赤丸村を含む「越中吉岡庄」は白河上皇の時に上賀茂神社の庄園になり、その後、藤原摂関家領となり、後白河上皇以来は後醍醐天皇迄上皇領「後院領」、「天皇領」として続き、後には下鴨神社や、足利義満以後には相国寺(金閣寺)や等持院領等になり、赤丸浅井神社は聖護院派山伏として門跡寺院の聖護院に長く米を献上し続けていた。「越中吉岡庄」は歴史的に天皇家や中央の権力者の庄園であった為、権力者が必用とした武具の生産も欠かせない産業だったと思われる。又、吉岡庄や五位庄は歴史的な戦いが続いた地であり、石黒氏、神保氏、寺嶋氏、向田氏、池田氏、柴田氏、柴氏、中山氏、小田氏、小山氏等の国人領主が多く居た事から大量の刀剣を必要とした地域であった事も、これ程著名な刀鍛冶が江戸時代迄の長期に渡って繁栄した背景に在る。宇多刀は武功を上げた者への報償品や献上品等としても独特の波紋や質実剛健の風合いの造り等から、武将に喜ばれ、豊臣、徳川の時代にも多くの名刀が権力者に引き継がれていたと云う。
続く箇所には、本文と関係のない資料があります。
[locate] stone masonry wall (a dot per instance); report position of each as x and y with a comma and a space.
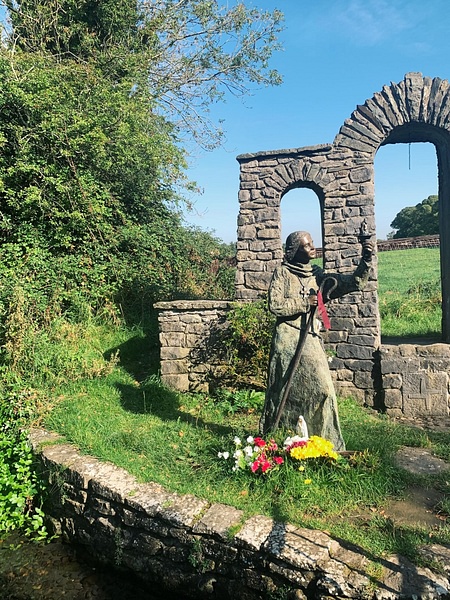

※「後醍醐天皇」と「文保和談」(1317年・文保元年): 後宇多上皇は、花園天皇の退位を迫り、尊治(後醍醐)を即位させた。翌1318年(文保二年)、後宇多は邦良(後醍醐天皇皇太子)を立坊した。邦良には健康の問題があった為、その弟の邦省(後二条天皇の第二皇子)が1321年(元亨元年)に元服し、「皇嫡-第二の皇胤」として認められたという。後醍醐天皇の父の後宇多上皇は、天皇位・皇太子位の全体を統御したが、1324年(元亨四年)には崩御した。その為、関東申次職(源頼朝の姪の嫁ぎ先として婚姻関係にあった西園寺家当主による事実上の世襲。)の西園寺実衡はこの流れに反対し、持明院統の量仁親王(後の光厳天皇)を鎌倉幕府に推挙し、元弘元年(1331年)の元弘の変によって後醍醐天皇が隠岐に流された時に鎌倉幕府は光厳天皇を即位させている。
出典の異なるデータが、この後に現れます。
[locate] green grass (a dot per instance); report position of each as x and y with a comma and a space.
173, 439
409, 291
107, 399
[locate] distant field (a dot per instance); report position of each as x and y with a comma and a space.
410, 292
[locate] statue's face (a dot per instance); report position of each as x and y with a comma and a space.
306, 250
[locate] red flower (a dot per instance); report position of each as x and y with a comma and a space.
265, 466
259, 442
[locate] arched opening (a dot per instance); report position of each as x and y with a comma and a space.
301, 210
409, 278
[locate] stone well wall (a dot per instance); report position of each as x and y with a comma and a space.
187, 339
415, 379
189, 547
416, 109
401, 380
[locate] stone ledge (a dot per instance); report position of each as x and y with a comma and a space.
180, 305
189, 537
※宇多(宇陀):神武天皇が東征の時、中州(なかつくに)に入られて険しい山道に入られた時、神皇産霊の霊である八咫烏が道案内をして遂に菟田の下郡(うだのしものこおり)に着いたと云う神話がある。
※大覚寺統:「越中吉岡庄」は大覚寺統に受け継がれた。後宇多天皇は真言密教に帰依し、大覚寺には自ら著した自筆本の「国宝後宇多天皇宸翰弘法大師伝」が残されている。その子の後醍醐天皇は父の後を受け継ぎ、真言密教に帰依して東寺長者の文観に教えを受け、自ら重宝の「空海が唐から持ち帰った法衣」を着用する等、熱烈な信者となり、自ら真言密教の修法を執り行ったと云う。
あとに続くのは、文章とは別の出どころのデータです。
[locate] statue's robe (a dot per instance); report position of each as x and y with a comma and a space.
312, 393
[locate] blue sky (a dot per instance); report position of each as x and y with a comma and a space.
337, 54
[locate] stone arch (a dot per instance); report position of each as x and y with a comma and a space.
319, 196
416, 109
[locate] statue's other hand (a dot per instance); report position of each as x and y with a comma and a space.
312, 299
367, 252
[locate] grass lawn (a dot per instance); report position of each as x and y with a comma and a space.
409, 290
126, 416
※岡山県赤盤郡瀬戸町鍛冶屋は南北朝の頃に刀工集団が住み着き、「吉岡庄」と呼ばれ、ここから産した刀剣は「吉岡一文字」と呼ばれる名刀であり、福岡一文字則房らの発祥の地とされる。 しかし、この集団はある時期を境に突然姿を消したと云う。又、この近くにはあの著名な刀剣「備前長船」を生み出した 岡山県瀬戸内市長船町がある。 この「吉岡庄」と「越中吉岡庄」は著名な刀工を生み出した事でも共通性がある。全国に残される「吉岡庄」が何故「吉岡」と名付けられたかは不明である。









前田島から発掘された大量の古銭



「福岡町埋蔵文化財調査報告書」(高岡市教育委員会)

日本刀の製作は、鉄と炭素の他にニッケル、バナジューム、マンガン、タングステン、モリブデン、硅素等の内、一から二以上の適量の元素を含有した特殊鋼を苦心の火作りによって鍛え上げ独特の焼入れによって斬味を出すもので、小矢部川流域には上流から流れてくる砂鉄とマンガン、モリブデン等の鉱物が取れた事からその流域には「宇多刀工」が広範囲に住み着き、赤丸村三日市を中心として、小矢部、礪波、国吉等に広く工房を構えていた様だ。宇多派は1317年から1880年頃迄続き、百数十人の刀工の名前を数えると云う。江戸時代には恩賞用として銘を削られ富山松倉郷に住んだ「郷義弘」や「佐伯則重」に鍛ち変えられたものも多いと云う。